Designated wound bundles were used in all patients with preoperative prophylactic antibiotics, including optimization of blood glucose <7.8 mmol, prevention of hypothermia and hair removal in the operating room. Intraoperatively, skin preparation with 2% chlorhexidine gluconate in 70% isopropyl alcohol, double gloving, abdominal wound protector, a change of instrument tray for abdominal closure, quilting subcutaneous layers, glucose control, prevention of hypothermia and intraperitoneal irrigation with a solution containing 240 mg of gentamycin and 600 mg of clindamycin were practiced. Postoperatively, patient wound care advice, wound inspection and the prophylactic use of PICO® NPWT dressings on high‐risk patients were performed. The NPWT dressings were left intact until day five unless there was contamination of the dressing.
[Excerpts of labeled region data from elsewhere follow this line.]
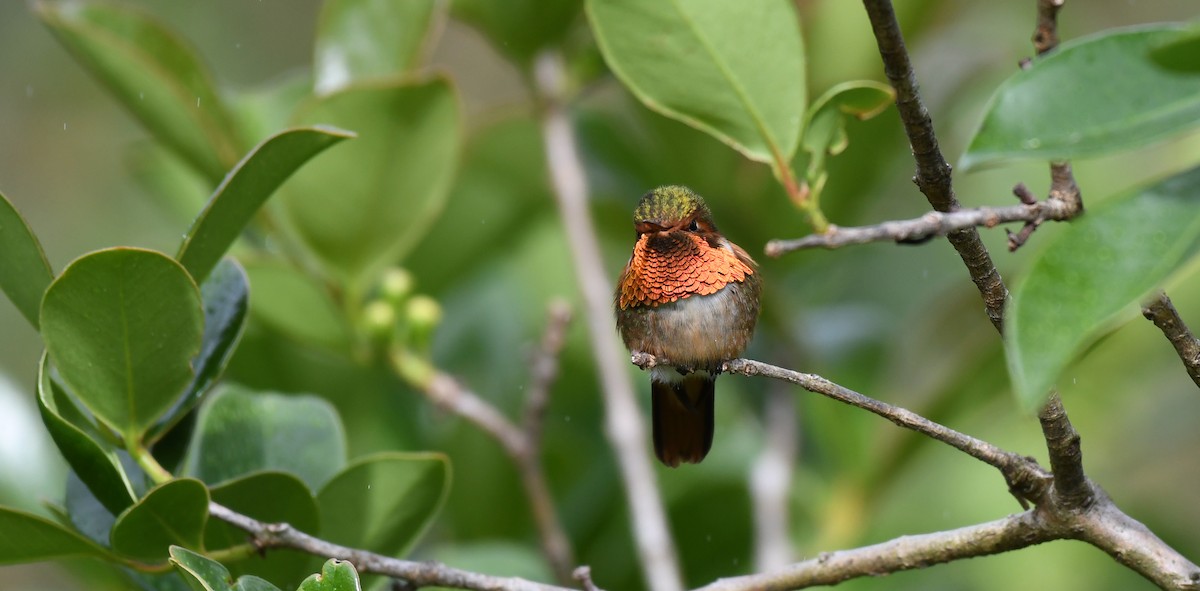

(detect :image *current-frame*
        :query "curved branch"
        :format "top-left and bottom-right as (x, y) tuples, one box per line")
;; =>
(209, 502), (590, 591)
(863, 0), (1008, 330)
(1141, 292), (1200, 386)
(534, 52), (683, 591)
(766, 198), (1078, 257)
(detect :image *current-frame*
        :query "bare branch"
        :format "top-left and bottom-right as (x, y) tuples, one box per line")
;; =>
(534, 53), (683, 591)
(631, 352), (1050, 503)
(863, 0), (1008, 330)
(1038, 393), (1096, 511)
(697, 512), (1045, 591)
(1033, 0), (1064, 55)
(394, 302), (575, 583)
(697, 491), (1200, 591)
(209, 503), (595, 591)
(766, 199), (1075, 257)
(1141, 292), (1200, 387)
(521, 300), (571, 443)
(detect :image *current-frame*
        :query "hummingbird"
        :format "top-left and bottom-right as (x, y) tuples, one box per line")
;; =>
(613, 185), (762, 467)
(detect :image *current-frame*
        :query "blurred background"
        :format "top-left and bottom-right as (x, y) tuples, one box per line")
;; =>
(0, 0), (1200, 590)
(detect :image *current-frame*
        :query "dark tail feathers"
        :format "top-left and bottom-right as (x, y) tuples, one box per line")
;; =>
(650, 374), (716, 467)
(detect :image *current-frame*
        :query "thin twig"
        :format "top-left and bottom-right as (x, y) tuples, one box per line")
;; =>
(1038, 393), (1096, 511)
(534, 52), (683, 591)
(766, 199), (1075, 257)
(521, 299), (571, 444)
(630, 352), (1050, 503)
(750, 384), (799, 572)
(863, 0), (1008, 330)
(396, 302), (575, 584)
(1141, 292), (1200, 387)
(209, 503), (590, 591)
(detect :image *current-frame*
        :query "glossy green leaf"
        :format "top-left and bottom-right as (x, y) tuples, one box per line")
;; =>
(125, 139), (212, 223)
(35, 1), (241, 181)
(42, 247), (204, 441)
(282, 78), (462, 280)
(296, 559), (362, 591)
(454, 0), (583, 65)
(0, 193), (54, 328)
(0, 507), (108, 565)
(1004, 163), (1200, 410)
(204, 472), (320, 589)
(1150, 23), (1200, 74)
(37, 354), (134, 515)
(187, 386), (346, 490)
(176, 127), (354, 281)
(109, 478), (209, 562)
(314, 0), (437, 94)
(962, 24), (1200, 168)
(587, 0), (805, 163)
(317, 452), (450, 556)
(246, 261), (352, 352)
(148, 258), (250, 441)
(800, 80), (896, 156)
(404, 117), (553, 293)
(59, 470), (118, 548)
(170, 545), (280, 591)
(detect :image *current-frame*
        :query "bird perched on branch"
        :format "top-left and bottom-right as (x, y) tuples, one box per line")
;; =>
(614, 186), (761, 467)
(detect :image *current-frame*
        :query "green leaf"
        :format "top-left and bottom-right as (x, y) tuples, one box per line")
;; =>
(283, 78), (462, 280)
(317, 452), (450, 556)
(37, 354), (134, 515)
(0, 193), (54, 328)
(296, 559), (362, 591)
(800, 80), (895, 203)
(35, 1), (241, 183)
(148, 258), (250, 442)
(109, 478), (209, 562)
(587, 0), (805, 166)
(0, 507), (108, 565)
(406, 115), (553, 293)
(176, 127), (354, 281)
(170, 545), (280, 591)
(246, 261), (350, 352)
(961, 24), (1200, 169)
(187, 386), (346, 490)
(1150, 23), (1200, 74)
(41, 247), (204, 442)
(204, 472), (320, 589)
(422, 541), (554, 591)
(454, 0), (582, 66)
(800, 80), (896, 156)
(313, 0), (437, 94)
(1004, 163), (1200, 410)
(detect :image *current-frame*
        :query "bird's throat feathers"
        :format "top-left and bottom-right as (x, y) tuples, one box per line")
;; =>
(618, 232), (755, 308)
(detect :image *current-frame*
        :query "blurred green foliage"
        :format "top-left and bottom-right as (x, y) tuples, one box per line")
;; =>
(0, 0), (1200, 590)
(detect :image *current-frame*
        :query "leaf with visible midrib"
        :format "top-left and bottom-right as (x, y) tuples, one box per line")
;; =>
(587, 0), (806, 163)
(0, 193), (54, 328)
(1004, 163), (1200, 410)
(176, 127), (354, 282)
(961, 24), (1200, 169)
(41, 247), (204, 442)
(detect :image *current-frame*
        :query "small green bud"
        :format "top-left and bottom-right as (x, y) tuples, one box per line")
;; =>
(362, 299), (396, 346)
(379, 267), (413, 308)
(404, 296), (442, 352)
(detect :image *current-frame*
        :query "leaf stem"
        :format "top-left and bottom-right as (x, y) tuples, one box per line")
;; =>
(127, 442), (175, 484)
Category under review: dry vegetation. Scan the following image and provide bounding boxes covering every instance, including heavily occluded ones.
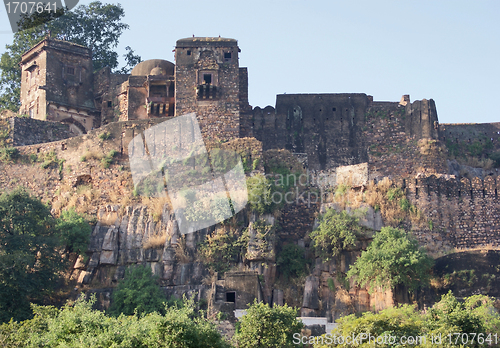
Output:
[333,178,427,227]
[175,235,192,263]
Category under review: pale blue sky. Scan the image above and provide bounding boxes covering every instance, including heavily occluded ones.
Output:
[0,0,500,123]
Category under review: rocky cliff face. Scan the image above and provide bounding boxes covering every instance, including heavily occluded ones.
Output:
[72,205,213,306]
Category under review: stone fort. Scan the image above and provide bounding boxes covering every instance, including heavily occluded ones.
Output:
[19,37,498,174]
[4,37,500,320]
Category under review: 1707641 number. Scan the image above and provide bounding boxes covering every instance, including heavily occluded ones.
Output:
[5,1,57,14]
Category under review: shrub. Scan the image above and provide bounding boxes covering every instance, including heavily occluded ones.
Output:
[0,147,19,163]
[347,227,433,291]
[109,265,166,316]
[0,296,230,348]
[198,227,246,273]
[234,301,303,348]
[314,292,500,348]
[310,209,363,260]
[0,189,67,322]
[99,132,112,140]
[56,208,92,255]
[247,174,273,214]
[276,244,306,278]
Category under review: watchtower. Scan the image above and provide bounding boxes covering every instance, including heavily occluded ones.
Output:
[19,37,99,134]
[175,37,243,140]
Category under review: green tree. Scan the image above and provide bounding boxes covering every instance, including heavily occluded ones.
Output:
[0,296,230,348]
[314,292,500,348]
[310,209,363,260]
[57,208,92,255]
[247,174,274,214]
[0,189,65,322]
[109,265,166,316]
[347,227,433,291]
[235,301,303,348]
[276,243,306,278]
[0,1,140,112]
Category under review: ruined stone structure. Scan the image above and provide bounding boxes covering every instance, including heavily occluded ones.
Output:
[19,38,100,134]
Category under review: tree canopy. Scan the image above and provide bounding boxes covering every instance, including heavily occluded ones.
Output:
[309,292,500,348]
[0,297,230,348]
[0,189,90,322]
[347,227,433,291]
[234,301,303,348]
[0,1,141,111]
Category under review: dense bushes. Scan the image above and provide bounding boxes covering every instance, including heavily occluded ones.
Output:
[109,265,166,316]
[0,299,230,348]
[311,292,500,348]
[0,189,90,322]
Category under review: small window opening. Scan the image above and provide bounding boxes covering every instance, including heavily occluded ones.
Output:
[203,74,212,85]
[226,291,236,303]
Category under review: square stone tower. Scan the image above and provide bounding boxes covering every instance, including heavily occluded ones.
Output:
[19,38,100,134]
[175,37,240,140]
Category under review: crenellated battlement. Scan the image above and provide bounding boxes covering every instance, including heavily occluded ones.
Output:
[398,175,500,199]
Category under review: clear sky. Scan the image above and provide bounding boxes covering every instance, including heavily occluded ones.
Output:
[0,0,500,123]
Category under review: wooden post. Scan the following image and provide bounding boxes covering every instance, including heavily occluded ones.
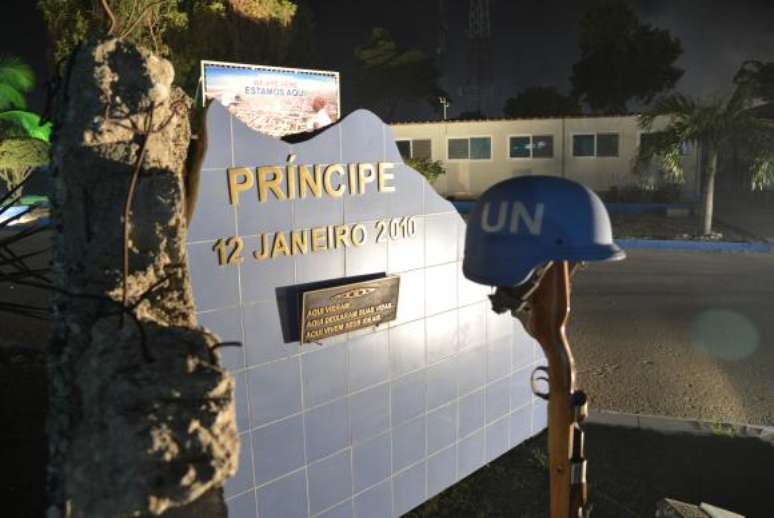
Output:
[527,261,585,518]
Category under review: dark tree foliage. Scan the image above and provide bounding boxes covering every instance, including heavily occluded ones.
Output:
[503,86,581,117]
[570,0,683,113]
[355,27,446,121]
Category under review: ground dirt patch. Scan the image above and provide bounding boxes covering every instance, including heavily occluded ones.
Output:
[410,425,774,518]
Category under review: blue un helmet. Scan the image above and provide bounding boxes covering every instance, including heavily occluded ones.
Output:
[462,176,626,286]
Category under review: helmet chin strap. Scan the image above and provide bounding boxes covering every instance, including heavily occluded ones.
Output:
[489,261,553,329]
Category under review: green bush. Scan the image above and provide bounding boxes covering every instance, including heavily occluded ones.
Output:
[405,158,446,183]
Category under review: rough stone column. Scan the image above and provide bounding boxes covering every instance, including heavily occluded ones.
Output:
[48,40,238,517]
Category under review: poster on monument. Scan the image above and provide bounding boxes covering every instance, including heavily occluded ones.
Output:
[201,61,341,137]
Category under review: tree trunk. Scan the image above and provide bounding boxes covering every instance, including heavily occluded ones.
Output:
[702,145,718,236]
[47,40,239,518]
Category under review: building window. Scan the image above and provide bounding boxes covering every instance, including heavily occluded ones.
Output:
[597,133,618,157]
[532,135,554,158]
[640,131,688,156]
[395,139,432,160]
[448,138,469,160]
[395,140,411,160]
[572,133,618,157]
[470,137,492,160]
[411,139,432,160]
[446,137,492,160]
[508,137,532,158]
[572,135,594,156]
[508,135,554,158]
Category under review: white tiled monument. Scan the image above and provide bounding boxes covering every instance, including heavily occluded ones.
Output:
[189,103,546,518]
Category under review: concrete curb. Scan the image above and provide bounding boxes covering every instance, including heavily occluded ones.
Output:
[616,239,772,253]
[586,410,774,446]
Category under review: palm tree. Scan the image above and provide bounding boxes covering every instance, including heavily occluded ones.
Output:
[638,84,774,235]
[0,56,51,195]
[0,56,50,142]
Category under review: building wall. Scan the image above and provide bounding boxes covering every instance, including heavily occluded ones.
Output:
[392,115,698,197]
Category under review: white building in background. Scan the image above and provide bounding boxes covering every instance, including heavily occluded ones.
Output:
[391,115,699,197]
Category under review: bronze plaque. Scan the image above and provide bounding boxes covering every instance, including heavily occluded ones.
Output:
[301,275,400,344]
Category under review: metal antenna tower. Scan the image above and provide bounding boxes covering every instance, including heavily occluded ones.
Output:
[464,0,492,113]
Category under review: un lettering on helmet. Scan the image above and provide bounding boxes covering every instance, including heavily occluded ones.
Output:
[481,201,545,236]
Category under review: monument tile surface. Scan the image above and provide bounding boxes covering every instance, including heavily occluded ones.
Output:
[189,103,546,518]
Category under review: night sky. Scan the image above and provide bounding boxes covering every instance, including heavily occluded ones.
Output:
[0,0,774,119]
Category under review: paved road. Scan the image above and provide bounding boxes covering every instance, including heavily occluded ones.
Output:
[568,250,774,425]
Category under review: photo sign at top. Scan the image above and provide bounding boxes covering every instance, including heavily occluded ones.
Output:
[188,103,546,518]
[201,61,341,137]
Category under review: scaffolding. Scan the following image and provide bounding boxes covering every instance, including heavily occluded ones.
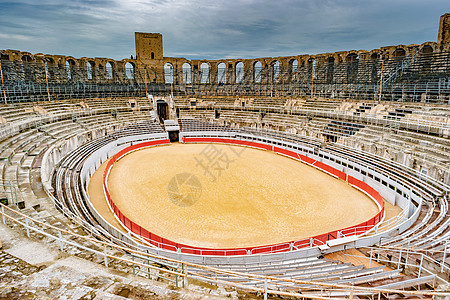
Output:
[0,51,450,104]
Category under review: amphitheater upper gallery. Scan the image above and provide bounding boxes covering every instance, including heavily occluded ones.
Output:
[0,13,450,300]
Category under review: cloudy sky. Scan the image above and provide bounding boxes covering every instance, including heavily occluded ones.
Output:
[0,0,450,59]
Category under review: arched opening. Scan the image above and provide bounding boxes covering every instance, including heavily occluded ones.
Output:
[200,63,209,83]
[182,63,192,84]
[394,48,406,59]
[253,61,262,83]
[289,59,298,73]
[42,57,55,79]
[125,62,134,79]
[326,56,335,83]
[86,61,94,80]
[66,59,75,80]
[156,100,169,123]
[44,57,55,65]
[308,57,317,78]
[217,63,227,85]
[421,45,433,55]
[346,53,359,83]
[164,63,173,83]
[106,62,114,79]
[22,55,33,62]
[370,52,379,83]
[270,60,280,82]
[236,61,244,83]
[421,45,433,72]
[21,55,35,81]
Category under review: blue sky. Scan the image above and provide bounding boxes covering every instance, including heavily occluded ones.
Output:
[0,0,450,59]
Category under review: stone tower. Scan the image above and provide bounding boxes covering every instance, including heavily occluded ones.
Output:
[134,32,163,63]
[134,32,164,83]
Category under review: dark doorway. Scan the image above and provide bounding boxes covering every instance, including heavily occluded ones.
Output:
[156,100,169,122]
[169,130,179,143]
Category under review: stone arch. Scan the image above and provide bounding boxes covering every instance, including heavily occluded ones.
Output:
[270,60,280,82]
[125,61,135,79]
[65,59,75,80]
[181,62,192,84]
[0,52,9,60]
[420,45,434,55]
[326,56,335,83]
[307,57,317,78]
[86,61,95,80]
[21,54,34,62]
[106,61,114,79]
[234,61,245,83]
[43,56,55,65]
[345,53,359,83]
[420,45,434,72]
[200,62,210,83]
[217,62,227,84]
[289,58,298,73]
[393,48,406,59]
[345,52,359,62]
[164,62,173,83]
[253,60,262,83]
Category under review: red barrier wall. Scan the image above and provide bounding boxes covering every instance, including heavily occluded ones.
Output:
[103,137,384,256]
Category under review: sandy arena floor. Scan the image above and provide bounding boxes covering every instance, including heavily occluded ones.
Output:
[89,144,384,248]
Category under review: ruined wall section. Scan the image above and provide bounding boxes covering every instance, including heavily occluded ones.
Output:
[0,13,450,85]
Patients and their wounds were reviewed at 2 weeks post‐discharge.

Results

This study identified 24 consecutive patients who underwent an emergency laparotomy with prophylactic onlay mesh placement. Their median age was 72.5 years (range 31–86) and 16/24 (66.6%) were females. Demographic variables, including American Society of Anaesthesiologists' (ASA) grades, risk factors and wound classification are shown in Table S1.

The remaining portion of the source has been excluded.